Proposition to raise minimum wage ties annual increase to inflation.
Wednesday, September 27, 2006 | 12:00 a.m. CDT; updated 3:14 p.m. CDT, Wednesday, July 16, 2008

JEFFERSON CITY — Jefferson City business owner Jim Baumgartner and one of his employees, Travis Lee, personify the debate over raising Missouri’s minimum wage.

In 1959, Baumgartner started working at McDonald’s on Missouri Boulevard in Jefferson City. Back then, he made 80 cents an hour.

Baumgartner has come a long way since working at McDonald’s. He now owns six McDonald’s restaurants, all on U.S. 54. That’s why he named his small business 54 Foods.

54 Foods employs more than 300 workers, and Baumgartner says he doesn’t see that number changing immediately if Proposition B passes in November.

The proposition would raise Missouri’s minimum wage to $6.50 from $5.15 per hour. The wage would then be increased every year for inflation based on the Consumer Price Index.

Lee has worked as a cook at one of Baumgartner’s McDonald’s for five months. He works more than 30 hours a week and makes more than the minimum wage. Baumgartner hired him at $6 per hour, and he now makes $6.15 per hour.

Lee doesn’t fit the mold of most hourly wage ­workers in the U.S. While such workers tend to be under 25, female and childless, Travis is 34, male and a father of three.

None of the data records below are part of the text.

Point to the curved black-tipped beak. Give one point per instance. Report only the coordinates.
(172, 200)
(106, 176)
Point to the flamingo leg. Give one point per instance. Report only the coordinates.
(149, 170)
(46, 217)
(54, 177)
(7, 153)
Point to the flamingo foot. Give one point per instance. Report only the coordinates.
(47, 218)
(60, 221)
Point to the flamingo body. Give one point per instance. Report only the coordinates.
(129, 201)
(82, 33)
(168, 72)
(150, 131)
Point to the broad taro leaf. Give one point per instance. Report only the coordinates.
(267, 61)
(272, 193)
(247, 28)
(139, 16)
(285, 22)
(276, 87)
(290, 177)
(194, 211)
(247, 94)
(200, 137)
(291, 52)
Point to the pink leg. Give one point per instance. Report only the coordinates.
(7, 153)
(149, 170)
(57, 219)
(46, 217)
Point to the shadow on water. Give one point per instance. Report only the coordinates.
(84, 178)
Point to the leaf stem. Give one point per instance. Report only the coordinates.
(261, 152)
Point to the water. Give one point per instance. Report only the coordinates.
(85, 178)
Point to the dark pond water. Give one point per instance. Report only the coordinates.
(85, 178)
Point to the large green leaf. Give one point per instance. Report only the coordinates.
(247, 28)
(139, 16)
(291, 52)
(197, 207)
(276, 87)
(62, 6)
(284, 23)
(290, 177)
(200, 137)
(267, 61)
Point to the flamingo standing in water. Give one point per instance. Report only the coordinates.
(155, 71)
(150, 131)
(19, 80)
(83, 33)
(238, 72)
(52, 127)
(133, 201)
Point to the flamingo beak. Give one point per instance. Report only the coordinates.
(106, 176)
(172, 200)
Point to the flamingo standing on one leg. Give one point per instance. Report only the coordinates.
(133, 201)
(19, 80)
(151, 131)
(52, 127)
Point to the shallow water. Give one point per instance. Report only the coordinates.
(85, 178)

The profile of a hourly wage worker in 2005 was published in a May 2006 report issued by the Bureau of Labor Statistics, a branch of the U.S. Department of Labor.

Lee said that a 35-cent pay increase, while small, could make a big difference.

“I’d use (the money) to provide for my children — take them out on more family outings, buy them more clothes,” he said.

Baumgartner said that although his employees’ starting salary is just cents below the level in the November ballot proposal, it’s the automatic, annual inflation adjustment in the proposal that has prompted his opposition.

“I feel that it could get out of hand after a while,” he said.

He also voiced concerns that an increase in the starting wage would mean that his longtime employees would also demand higher wages.

But while Baumgartner doesn’t support Proposition B, he said he understands why people do.

“(Workers) are looking for the best deal they can get, and I don’t blame them,” he said. “I would be the same way if I was in the job market.”

Proposition B has become a rallying point for this year’s election for low-wage workers and small-business owners such as Baumgartner.

Small-business advocacy organizations say a raise in the minimum wage could hurt the interests of small-business owners.

The National Federation of Independent Business is one such organization. Brad Jones, director of Missouri’s NFIB chapter, said that if Proposition B passes, it could be a bad deal for businesses.

“When you ask small-business people what’s going on with their economy, they’re going to talk to you about two things: health care premiums and minimum wage,” Jones said. “It’s a perfect storm between the two, and (if Proposition B passes), it’s going to result in consequences.”

Jones said that, contrary to Baumgartner’s situation, most small-business owners will have to lay off employees.

Jones also said he was concerned by the yearly increase for inflation. He said that because the Missouri minimum wage could eventually be the highest in the Midwest, businesses may leave the state in search of cheaper labor.

If passed, Proposition B would make Missouri the sixth state in the Midwest to pass an increase beyond the federally mandated minimum wage. Minnesota, Wisconsin and Illinois currently have minimum wages over $5.15 per hour. Michigan and Arkansas will put increases into effect on Sunday. None of the five states in the Midwest has a minimum wage tied to the index, although Michigan’s will rise from $6.95 to $7.15 in July 2007 and again to $7.40 in July 2008.

Since the federal minimum wage was raised to $5.15 in 1997, 22 states have passed laws to increase it.

According to the Missouri Economic Research and Information Center, 42,000 Missourians earned the minimum wage in 2005.

Small-business coalitions like NFIB predict that if Proposition B passes, 1,500 of those jobs will be lost. The numbers come from a report by economist David McPherson of Florida State University.

But the “fiscal note” attached to the proposition reads much differently. It predicts the proposal would generate an extra $3.3 million to $4.3 million annually in extra revenue for the state government.

However, Michael Podgursky, an MU economics professor, warned that the fiscal note can be more complicated than it looks. “The presumption there is that people will make more money and spend more on taxes, but that’s not always the case,” he said.

“(Proposition B) is radical,” he added. If it passes, “it will be a big increase in minimum wage, but could also set off a complicated economic dynamic regarding standards of living,” he said.